In contrast, the core distinctiveness of YGNTI lies in viewing each personality axis not as the strength of a single trait, but as the balanced relation between mutually antagonistic neuro-hierarchical structures. In this study, health is defined not as the dominance of a specific Commander system, but as a state in which the opposing Commander-Auxiliary system functions as an anchor; pathology is defined as a state in which, due to the weakening or loss of that antagonistic system, the output of a specific direction becomes fixed in a closed loop (Insel et al., 2010; Carhart-Harris & Friston, 2019).


1.3 Notational Principles and Core Hypothesis

In this study, the two poles of each axis are always expressed by pairing the abbreviation with the official term.

  • Axis 1, Policy Selection Axis: V(Venture) / D(Deliberation)
  • Axis 2, Input Axis: I(Idea) / R(Reality)
  • Axis 3, Value Appraisal Axis: A(Affinity) / L(Logic)
  • Axis 4, Execution Regulation Axis: C(Control) / W(Whimsical)
  • Axis 5, Weighting Axis: G(Gravity) / N(Nonchalant)
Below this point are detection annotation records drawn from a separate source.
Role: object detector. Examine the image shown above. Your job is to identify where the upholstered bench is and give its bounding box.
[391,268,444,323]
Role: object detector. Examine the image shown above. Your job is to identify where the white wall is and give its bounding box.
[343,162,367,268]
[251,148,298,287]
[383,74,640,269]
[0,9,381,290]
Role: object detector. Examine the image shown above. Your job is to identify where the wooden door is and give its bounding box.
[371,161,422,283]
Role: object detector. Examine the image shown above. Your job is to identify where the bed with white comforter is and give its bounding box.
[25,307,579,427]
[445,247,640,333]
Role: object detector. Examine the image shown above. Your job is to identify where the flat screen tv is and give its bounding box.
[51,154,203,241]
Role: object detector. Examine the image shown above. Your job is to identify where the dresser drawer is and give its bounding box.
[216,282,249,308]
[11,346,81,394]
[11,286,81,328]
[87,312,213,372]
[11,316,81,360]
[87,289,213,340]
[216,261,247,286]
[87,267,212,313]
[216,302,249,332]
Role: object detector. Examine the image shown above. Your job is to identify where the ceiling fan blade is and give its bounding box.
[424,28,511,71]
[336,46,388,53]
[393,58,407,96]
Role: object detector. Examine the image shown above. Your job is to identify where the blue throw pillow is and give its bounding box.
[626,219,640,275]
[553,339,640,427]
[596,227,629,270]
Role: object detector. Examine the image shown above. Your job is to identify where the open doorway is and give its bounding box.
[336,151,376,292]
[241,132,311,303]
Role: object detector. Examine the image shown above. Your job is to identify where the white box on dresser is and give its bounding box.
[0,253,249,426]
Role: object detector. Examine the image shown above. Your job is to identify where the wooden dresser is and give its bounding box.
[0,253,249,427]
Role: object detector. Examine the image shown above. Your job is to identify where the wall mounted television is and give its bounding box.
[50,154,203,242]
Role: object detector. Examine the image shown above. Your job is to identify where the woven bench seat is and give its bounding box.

This paper assumes that human personality is composed through the interaction of these five independent axes. It further assumes that each axis consists of a core Commander representing a strategic direction and an Auxiliary that actually drives, amplifies, or buffers that direction. Healthy personality is established not through one-sided dominance of a specific axis, but through a state in which the opposing Commander-Auxiliary system functions as an anchor and restrains runaway activation. When this anchor is lost, the system becomes trapped in a self-amplifying closed loop and enters a functional breakdown state termed the Broken State (Miller & Cohen, 2001; Insel et al., 2010).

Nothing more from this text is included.